Ah I can’t resist it …
The behaviour of the legacy ST platform is to suppress propagation of events when there isn’t a state change. So for the Simulated Switch DTH apps that subscribe to the switch can only ever see
on, off, on, off etc. Nothing has changed about that.
The Virtual Switch DTH is different. It uses an option that flags all events as state changes. If you keep turning it on you will see
on, on, on, on etc. Some call that being ‘Stateless’. Nothing wrong with that behaviour as it can be useful, and nothing has changed about that.
In the ‘new’ environment you can subscribe to all events, or you can choose to subscribe to only state changes. It isn’t clear how changes are identified. Nothing has changed about that.
A number of users adopted a method to expose their STHM status outside Automations using virtual switches to represent the 3 states being on or off. There were pairs of Automations that did, for example:
If STHM is disarmed then turn on Disarmed and turn off the other two.

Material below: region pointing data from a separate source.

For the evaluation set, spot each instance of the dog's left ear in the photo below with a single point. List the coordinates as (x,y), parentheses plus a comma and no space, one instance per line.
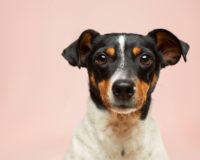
(170,46)
(77,52)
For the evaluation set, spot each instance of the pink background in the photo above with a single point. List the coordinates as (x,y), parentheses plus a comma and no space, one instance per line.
(42,98)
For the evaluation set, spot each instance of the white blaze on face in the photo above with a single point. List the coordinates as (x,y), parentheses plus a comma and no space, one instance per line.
(119,73)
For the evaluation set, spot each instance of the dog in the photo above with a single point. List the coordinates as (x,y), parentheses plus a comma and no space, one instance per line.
(123,70)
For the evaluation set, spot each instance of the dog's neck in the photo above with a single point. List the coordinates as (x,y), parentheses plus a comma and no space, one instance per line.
(121,125)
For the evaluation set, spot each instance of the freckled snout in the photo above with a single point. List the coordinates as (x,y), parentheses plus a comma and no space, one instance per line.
(123,89)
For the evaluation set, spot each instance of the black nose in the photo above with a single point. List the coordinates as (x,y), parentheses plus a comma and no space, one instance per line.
(123,89)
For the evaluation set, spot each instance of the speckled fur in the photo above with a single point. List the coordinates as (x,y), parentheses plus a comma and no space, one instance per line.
(103,135)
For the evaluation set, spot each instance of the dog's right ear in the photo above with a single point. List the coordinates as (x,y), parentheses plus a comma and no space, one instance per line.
(77,52)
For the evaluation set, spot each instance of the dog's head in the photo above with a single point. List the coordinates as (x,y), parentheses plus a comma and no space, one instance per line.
(123,68)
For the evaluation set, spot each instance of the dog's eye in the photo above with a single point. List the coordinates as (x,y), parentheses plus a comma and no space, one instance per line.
(146,60)
(101,59)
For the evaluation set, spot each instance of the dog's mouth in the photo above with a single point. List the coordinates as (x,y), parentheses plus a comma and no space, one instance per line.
(122,109)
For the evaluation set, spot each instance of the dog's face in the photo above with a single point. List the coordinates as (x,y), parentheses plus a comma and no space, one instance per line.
(124,68)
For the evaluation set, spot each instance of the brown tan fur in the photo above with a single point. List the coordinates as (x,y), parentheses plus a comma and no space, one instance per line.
(136,51)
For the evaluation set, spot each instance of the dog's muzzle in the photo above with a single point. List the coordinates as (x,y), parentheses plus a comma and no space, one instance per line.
(123,90)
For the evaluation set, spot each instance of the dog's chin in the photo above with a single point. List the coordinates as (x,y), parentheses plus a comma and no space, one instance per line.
(122,110)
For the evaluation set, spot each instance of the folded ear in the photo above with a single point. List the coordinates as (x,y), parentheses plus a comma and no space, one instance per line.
(77,52)
(169,45)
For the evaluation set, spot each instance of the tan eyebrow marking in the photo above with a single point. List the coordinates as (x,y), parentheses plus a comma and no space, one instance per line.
(110,51)
(136,51)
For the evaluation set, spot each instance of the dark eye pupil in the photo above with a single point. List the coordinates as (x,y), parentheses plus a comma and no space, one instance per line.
(101,59)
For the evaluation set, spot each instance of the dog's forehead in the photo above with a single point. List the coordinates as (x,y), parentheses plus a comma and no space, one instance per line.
(113,39)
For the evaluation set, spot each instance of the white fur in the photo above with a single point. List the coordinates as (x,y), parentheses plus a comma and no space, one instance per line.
(95,139)
(120,72)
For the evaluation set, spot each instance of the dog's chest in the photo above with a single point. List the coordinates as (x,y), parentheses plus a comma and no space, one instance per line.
(122,138)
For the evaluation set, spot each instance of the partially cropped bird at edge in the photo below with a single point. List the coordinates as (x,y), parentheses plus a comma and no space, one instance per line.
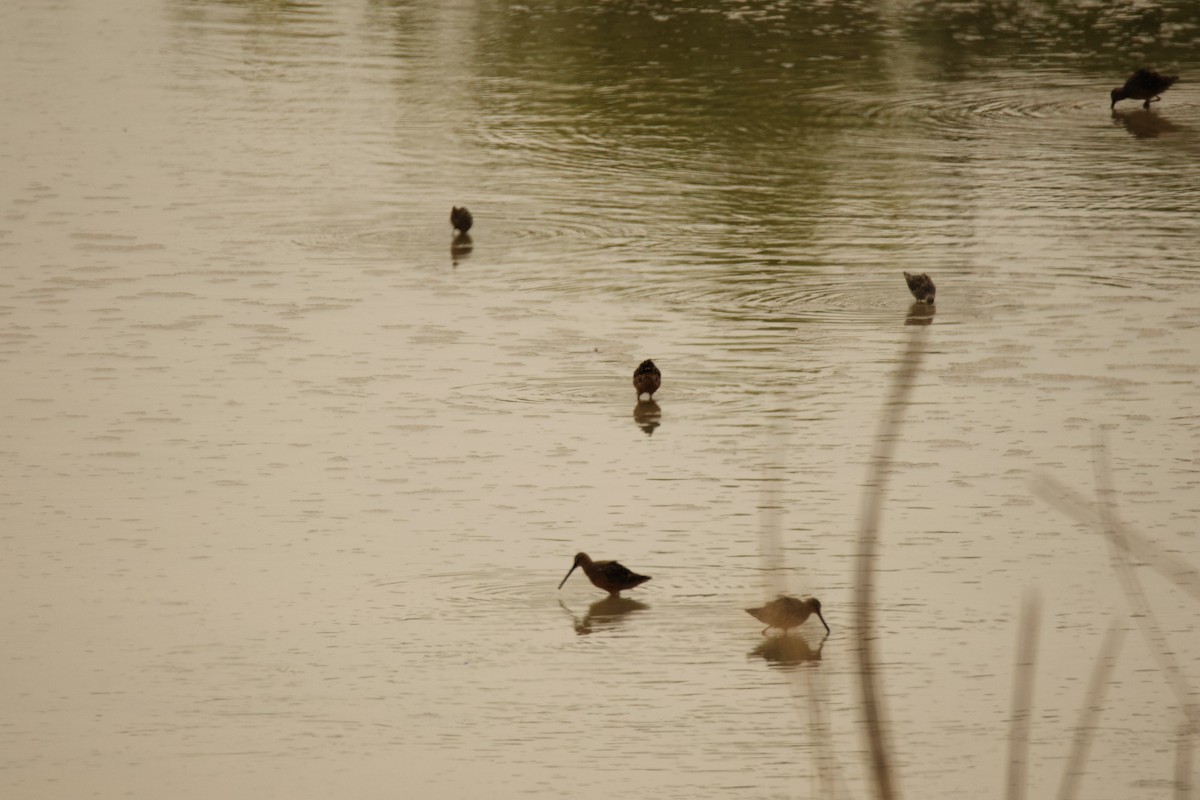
(785,613)
(610,576)
(461,218)
(922,287)
(647,379)
(1145,84)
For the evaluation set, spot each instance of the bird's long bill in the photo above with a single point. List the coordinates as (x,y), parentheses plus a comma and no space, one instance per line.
(573,570)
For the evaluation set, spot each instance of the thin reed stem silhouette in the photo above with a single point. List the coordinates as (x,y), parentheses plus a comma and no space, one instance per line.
(868,541)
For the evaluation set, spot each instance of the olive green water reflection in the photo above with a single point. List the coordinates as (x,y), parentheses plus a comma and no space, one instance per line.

If Disarmed is on then disarm STHM.
Well I don’t know know about you, but I just see a potential infinite loop there and so am on guard instantly.
So why wasn’t it an infinite loop?
Well if you used the Simulated Switch DTH or similar behaving ones, it wasn’t a loop because you only ever got the Disarmed switch
on event once. The worst case was you could manually disarm STHM, the first automation set the switch, the second automation disarmed STHM again, and then if the first automation ran again and set the switch again the event never propagated. End of loop.
Lots of people used Virtual Switches though and they can keep sending
on. So something else had to be breaking the loop. What was it?
Well it could be that you can only disarm STHM once. Except we know that’s not true.
It could be that the Automations were doing webCoRE style command optimisation and only, for example, turning stuff on when it is off. That would be unlikely though. WebCoRE has to pick and choose when to do that (you couldn’t do it with a button for example as the attribute never clears) and has to make it optional. That would be a daft thing to do in an intro level Automation.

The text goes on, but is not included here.